![logo](https://user-images.githubusercontent.com/59526258/124226124-27125b80-db3b-11eb-8ba1-488d88018ebb.png)

> **Copyright (c) 2021 CertifAI Sdn. Bhd.**<br>
 <br>
This program is part of OSRFramework. You can redistribute it and/or modify
<br>it under the terms of the GNU Affero General Public License as published by
<br>the Free Software Foundation, either version 3 of the License, or
<br>(at your option) any later version.
<br>
<br>This program is distributed in the hope that it will be useful,
<br>but WITHOUT ANY WARRANTY; without even the implied warranty of
<br>MERCHANTABILITY or FITNESS FOR A PARTICULAR PURPOSE.  See the
<br>GNU Affero General Public License for more details.
<br>
<br>You should have received a copy of the GNU Affero General Public License
<br>along with this program.  If not, see <http://www.gnu.org/licenses/>.
<br>

In [None]:
import numpy as np
import pandas as pd
from sklearn import datasets
from sklearn import model_selection
from sklearn import metrics
from sklearn.model_selection import train_test_split
from sklearn.linear_model import LinearRegression
from sklearn import preprocessing

import matplotlib.pyplot as plt
%matplotlib inline

## View data

In [None]:
df = pd.read_csv('https://www4.stat.ncsu.edu/~boos/var.select/diabetes.tab.txt', sep="\t")

In [None]:
df.head()

The sklearn's load_diabetes() dataset is using the same source in this example. The difference is load_diabetes() returns standardized data, while this example works from scratch.

#### Dataset feeatures
- age: age in years
- sex
- bmi: body mass index
- bp: average blood pressure
- s1: tc, T-Cells (a type of white blood cells)
- s2: ldl, low-density lipoproteins
- s3: hdl, high-density lipoproteins
- s4: tch, thyroid stimulating hormone
- s5: ltg, lamotrigine
- s6: glu, blood sugar level

#### Target (Y column)
As you can see from the full description below, the dataset aims to predict the quantitative measure of disease progression.

In [None]:
# View full description
for line in datasets.load_diabetes()['DESCR'].split('\n'):
    print(line)

## Prepare data

Group the age column according to range

In [None]:
age = df['']
print(min(age), max(age))

Let's set the low limit to be 10 and upper limit 80 according to the min and max value of the data.
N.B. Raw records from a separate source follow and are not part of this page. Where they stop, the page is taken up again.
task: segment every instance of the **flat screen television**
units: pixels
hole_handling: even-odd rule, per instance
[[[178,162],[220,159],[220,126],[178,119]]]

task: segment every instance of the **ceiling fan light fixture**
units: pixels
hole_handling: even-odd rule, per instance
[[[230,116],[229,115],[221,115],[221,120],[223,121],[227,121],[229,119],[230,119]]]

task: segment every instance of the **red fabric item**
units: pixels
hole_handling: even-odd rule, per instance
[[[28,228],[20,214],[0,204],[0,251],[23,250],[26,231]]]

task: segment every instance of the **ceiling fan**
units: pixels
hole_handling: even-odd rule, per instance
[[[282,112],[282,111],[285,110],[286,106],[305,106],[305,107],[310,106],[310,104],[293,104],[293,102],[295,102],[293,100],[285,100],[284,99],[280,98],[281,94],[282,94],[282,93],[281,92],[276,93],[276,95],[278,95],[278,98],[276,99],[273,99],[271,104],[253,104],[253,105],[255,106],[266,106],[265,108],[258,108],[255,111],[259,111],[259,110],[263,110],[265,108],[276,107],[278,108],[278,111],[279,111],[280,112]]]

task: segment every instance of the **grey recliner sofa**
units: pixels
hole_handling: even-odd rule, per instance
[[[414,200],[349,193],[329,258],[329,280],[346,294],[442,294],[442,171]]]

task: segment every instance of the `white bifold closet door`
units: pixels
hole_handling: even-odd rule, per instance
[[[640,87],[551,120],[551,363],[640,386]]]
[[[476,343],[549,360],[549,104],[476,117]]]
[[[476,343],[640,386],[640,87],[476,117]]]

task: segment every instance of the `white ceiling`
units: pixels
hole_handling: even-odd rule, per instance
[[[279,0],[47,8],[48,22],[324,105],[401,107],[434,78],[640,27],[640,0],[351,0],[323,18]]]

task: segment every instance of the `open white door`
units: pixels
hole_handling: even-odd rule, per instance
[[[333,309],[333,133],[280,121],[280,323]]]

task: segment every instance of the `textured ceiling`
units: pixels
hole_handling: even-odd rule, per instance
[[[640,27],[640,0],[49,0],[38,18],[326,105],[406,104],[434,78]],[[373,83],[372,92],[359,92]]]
The labels are set according to the age group definition
[Source](https://help.healthycities.org/hc/en-us/articles/219556208-How-are-the-different-age-groups-defined-)

In [None]:
# Set the bins
bins = [10, 12, 17, 65, 80]
age_labels = ["children", "teens", "adults", "elderly"]

# perform range encoding
age = pd.cut(age, bins=bins, labels=age_labels, include_lowest=True)
age = pd.DataFrame(age)

In [None]:
age.head()

### One-hot encoding

After grouping the age data, perform one-hot encoding.

In [None]:
age = pd.(age)

# use rename() to change the new column name
gender = pd.(df["SEX"]).rename(columns={1:"gender1", 2:"gender2"})

gender.head()

### Normalize data

Use sklearn MinMaxScaler for to normalize data

In [None]:
scaler = preprocessing.()
df_to_scale = df.drop(["AGE", "SEX"],axis=1)
df_scaled = scaler.fit_transform(df_to_scale)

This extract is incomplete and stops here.